Sugarcane (The Kenyon Review, 2012), a story that explores the world of the Cuban sugar plantation, emerged out of Professor Derek Palacio's interest in the Cuban experience. His father was born in Cuba, but left when he was five years old. Palacio's research digs into all of the various ways one can define what it means to be Cuban.

The creative writing professor began to write stories on the topic, and his research led him to explore how important sugarcane became to the Cuban economy in the 1970s. He found that it was such a lucrative export the military would set up blockades on the road so that no one would steal it during transport. "This was mind blowing to me," he says. "I get up every morning and take a cup of sugar out of my cupboard and don't think anything about it." His work was chosen for inclusion in The O. Henry Prize Stories 2013, (Anchor, 2013) out of thousands published in literary magazines as one of the 20 best of the year.

For years Palacio has written short fiction, but he is now completing a novel. He considers his writing to have served as a form of discovery over the years. "I think I've gotten much more comfortable with the idea that you're writing down the draft and digging out all the layers and it gets deeper and hopefully thicker and a little bit fuller each time," he says. "Before, I think I was more of a chiseler. I really wanted the language to be perfect at the get-go. For me that's not helpful – it's too restrictive. I need all my drafting to be exploratory up until the last one."

This is one of the ideas about writing that he hopes to impart to his students. He says, "The act of writing is what writes a book, what discovers a book." He wants students to break free of the notion that when you sit down to write, the story is already set in your head. Students should try to understand what the life of a writer is like, the habits writers adopt, and how to cultivate patience and a long-term outlook.
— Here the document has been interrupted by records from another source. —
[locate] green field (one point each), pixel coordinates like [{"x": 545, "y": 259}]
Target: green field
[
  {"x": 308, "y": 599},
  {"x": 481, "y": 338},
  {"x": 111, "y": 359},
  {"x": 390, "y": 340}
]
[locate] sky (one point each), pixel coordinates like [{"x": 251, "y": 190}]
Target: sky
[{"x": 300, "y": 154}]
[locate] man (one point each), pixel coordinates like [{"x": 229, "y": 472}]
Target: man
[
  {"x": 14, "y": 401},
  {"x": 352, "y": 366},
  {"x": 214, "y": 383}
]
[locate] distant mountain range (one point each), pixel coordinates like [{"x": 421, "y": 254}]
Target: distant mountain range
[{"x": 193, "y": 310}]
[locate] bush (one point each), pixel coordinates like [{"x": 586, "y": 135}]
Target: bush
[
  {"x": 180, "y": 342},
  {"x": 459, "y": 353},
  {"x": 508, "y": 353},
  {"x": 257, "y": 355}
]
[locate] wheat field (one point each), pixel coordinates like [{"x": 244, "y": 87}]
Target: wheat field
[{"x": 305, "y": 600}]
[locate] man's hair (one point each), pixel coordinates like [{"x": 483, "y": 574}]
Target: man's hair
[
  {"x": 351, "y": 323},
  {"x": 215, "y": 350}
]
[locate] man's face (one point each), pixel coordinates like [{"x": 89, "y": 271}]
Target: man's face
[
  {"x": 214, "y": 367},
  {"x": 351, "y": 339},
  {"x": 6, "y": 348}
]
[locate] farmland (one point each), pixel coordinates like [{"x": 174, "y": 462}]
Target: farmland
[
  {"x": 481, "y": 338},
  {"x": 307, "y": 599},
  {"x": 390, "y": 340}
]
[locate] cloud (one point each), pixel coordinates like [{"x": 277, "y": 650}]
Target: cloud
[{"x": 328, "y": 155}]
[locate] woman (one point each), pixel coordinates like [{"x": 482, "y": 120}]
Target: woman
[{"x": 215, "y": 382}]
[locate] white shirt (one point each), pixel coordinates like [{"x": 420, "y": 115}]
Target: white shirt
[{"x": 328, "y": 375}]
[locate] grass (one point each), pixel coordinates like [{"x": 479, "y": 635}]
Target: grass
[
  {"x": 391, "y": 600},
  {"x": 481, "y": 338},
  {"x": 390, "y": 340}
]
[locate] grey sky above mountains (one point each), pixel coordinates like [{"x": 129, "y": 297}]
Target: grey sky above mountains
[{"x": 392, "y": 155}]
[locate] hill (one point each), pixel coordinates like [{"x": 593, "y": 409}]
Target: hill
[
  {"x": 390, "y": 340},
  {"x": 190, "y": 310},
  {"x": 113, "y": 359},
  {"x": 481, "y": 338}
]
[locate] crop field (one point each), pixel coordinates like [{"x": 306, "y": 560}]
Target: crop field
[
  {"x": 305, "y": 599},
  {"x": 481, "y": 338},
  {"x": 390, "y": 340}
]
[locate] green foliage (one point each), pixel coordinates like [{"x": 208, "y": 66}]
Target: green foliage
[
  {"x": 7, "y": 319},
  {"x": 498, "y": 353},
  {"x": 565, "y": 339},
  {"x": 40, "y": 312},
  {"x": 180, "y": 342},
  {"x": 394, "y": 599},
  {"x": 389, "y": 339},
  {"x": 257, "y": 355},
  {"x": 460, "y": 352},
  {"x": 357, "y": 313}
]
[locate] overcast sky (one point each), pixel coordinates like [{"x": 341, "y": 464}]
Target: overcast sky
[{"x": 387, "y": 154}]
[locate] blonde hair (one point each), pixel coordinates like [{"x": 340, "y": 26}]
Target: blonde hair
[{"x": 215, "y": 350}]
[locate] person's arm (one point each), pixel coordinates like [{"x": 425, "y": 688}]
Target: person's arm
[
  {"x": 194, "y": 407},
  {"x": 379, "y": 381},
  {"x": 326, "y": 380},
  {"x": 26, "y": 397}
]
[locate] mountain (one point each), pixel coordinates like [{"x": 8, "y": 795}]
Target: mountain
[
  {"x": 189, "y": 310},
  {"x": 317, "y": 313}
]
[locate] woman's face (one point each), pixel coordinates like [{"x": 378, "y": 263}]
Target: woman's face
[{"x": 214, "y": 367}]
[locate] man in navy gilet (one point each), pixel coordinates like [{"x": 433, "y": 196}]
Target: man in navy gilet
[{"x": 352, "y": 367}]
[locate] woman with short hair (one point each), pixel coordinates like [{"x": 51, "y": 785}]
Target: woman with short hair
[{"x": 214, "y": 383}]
"There's something about working on writing," he says. "Students are working at an abstract level all the time. Words have meaning, but they're not things, they're not places, they're not actual people, so I think what I love about it is seeing the development over a semester. At the end, students exist in that abstract plane much more comfortably. They become more willing to take intellectual risks because they are more comfortable playing around with these bigger ideas."